Mi-jeu vidéo, mi-bande dessinée, l’assaut cyber-diplomatique qui oppose actuellement les Etats-Unis et la Chine connaît de nouveaux rebondissements chaque jour. L’un des derniers en date prend la forme d’un papier du Christian Science Monitor titré Industrie pétrolière US sous les coups d’une cyber-attaque : encore un coup des Chinois ? L’article ne dévoile que très peu de choses, si ce n’est qu’une technique commune (un troyen spécifiquement développé pour cibler ces entreprises) et une méthode éprouvée (un email de « spear phishing ») auraient été employés. Cette campagne de recherches d’informations aurait été entamée dès 2008, mais ce n’est que début 2009 que le FBI aurait alerté au moins trois cibles potentielles : Marathon Oil, ExxonMobil et ConocoPhillips. Et il faudra attendre début 2010 pour que, par le plus grand des hasards, l’affaire en arrive aux oreilles de la presse.
Quelle est l’étendue des pertes ? Combien de crédences de messagerie auraient été subtilisées ? Sur quelle période ? Sur combien de comptes ? Pas la moindre métrique. Tout ce qu’affirment les « experts » interviewés par le journal, c’est que « China would certainly be interested in this kind of data ». Qui d’autre ne le serait pas.
Il y a de cela quelques jours, une autre alerte du même genre avait été lancée dans les colonnes du blog de F-Secure. Cette fois, c’était les sous-traitants des armées US qui auraient fait les frais d’un assaut en spear phishing, utilisant cette fois un pdf forgé. Quelques jours plus tard, c’est au tour du secteur de « l’intelligence » d’essuyer le feu d’une autre attaque ciblée, et Mikko Hyppönen ne manque pas de faire le rapprochement.
Et c’est peut-être là le problème. L’emploi de techniques d’intrusion de la part de groupes « officiellement incontrôlables » agissant dans la banlieue de Shanghai n’est pas une nouveauté. Ce serait même une constante dans le bruit de fond que bloquent chaque jour les routeurs des Administrations Européennes. Ce qui est nouveau, c’est que l’on en parle dans les grands quotidiens et que l’Amérique s’en émeuve, précisément en cette fin janvier. L’armée, le secteur pétrochimique, les industries High-Tech, Google en tête, ce sont là les 3 piliers de l’industrie US qui, habituellement, demeurent très discrets lorsque leurs défenses se font malmener par quelques hackers. Il ne manque que les banquiers… mais leur cote d’amour semble en légère baisse ces temps-ci.
Il n’y a pas plus de raison que le CSO d’un Halliburton ou d’un Exxon clame à la face du monde comment il se fait pirater, qu’il n’y a de probabilité d’entendre les patrons sécu d’EADS ou de la SNPE expliquer comment le Péril Jaune est bloqué par leurs firewalls. Ces langues qui se délient spontanément et ces « alertes émises par le FBI » sont un peu trop coïncidentes pour que l’on puisse ne pas s’interroger sur la véritable spontanéité de ces révélations et sur le degré de manipulation que subit actuellement la presse, Anglo-Saxonne ou Française.
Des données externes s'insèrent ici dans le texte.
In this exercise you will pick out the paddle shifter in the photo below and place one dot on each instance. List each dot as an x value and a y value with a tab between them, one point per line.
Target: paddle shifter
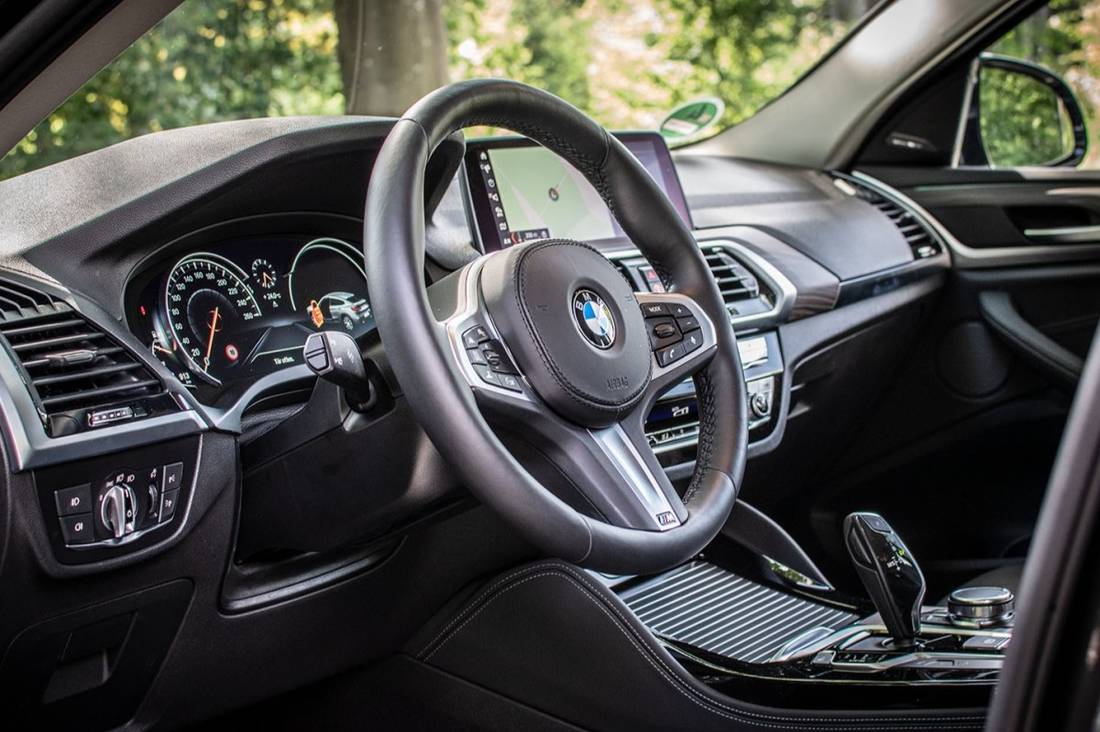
888	571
La Chine donnerait-elle des idées aux chevaliers d’industrie ? Si l’on en croit les invectives des avocats de la chaine d’hôtels Starwood, au moins 44 cadres dirigeants de la firme Hilton se seraient rendus coupables d’espionnage ou de complicité envers leur concurrent. Nos confrères de la revue spécialisée M&C affirment que, soit directement, soit par le canal d’échanges d’emails utilisant les comptes privés de deux « taupes », des fichiers appartenant à Starwood auraient été communiqués à du personnel Hilton dans une guerre commerciale sans merci.
Il est fort probable que l’actuelle campagne visant les pirates Chinois va inspirer plus d’un espion industriel. Il n’est pas très difficile, à l’heure actuelle, de trouver des proxy en Asie en général et en Chine en particulier. Le bruit de fond qui semble orchestré par la Maison Blanche fait le reste, en couvrant les traces de ceux qui souhaitent agir en toute discrétion.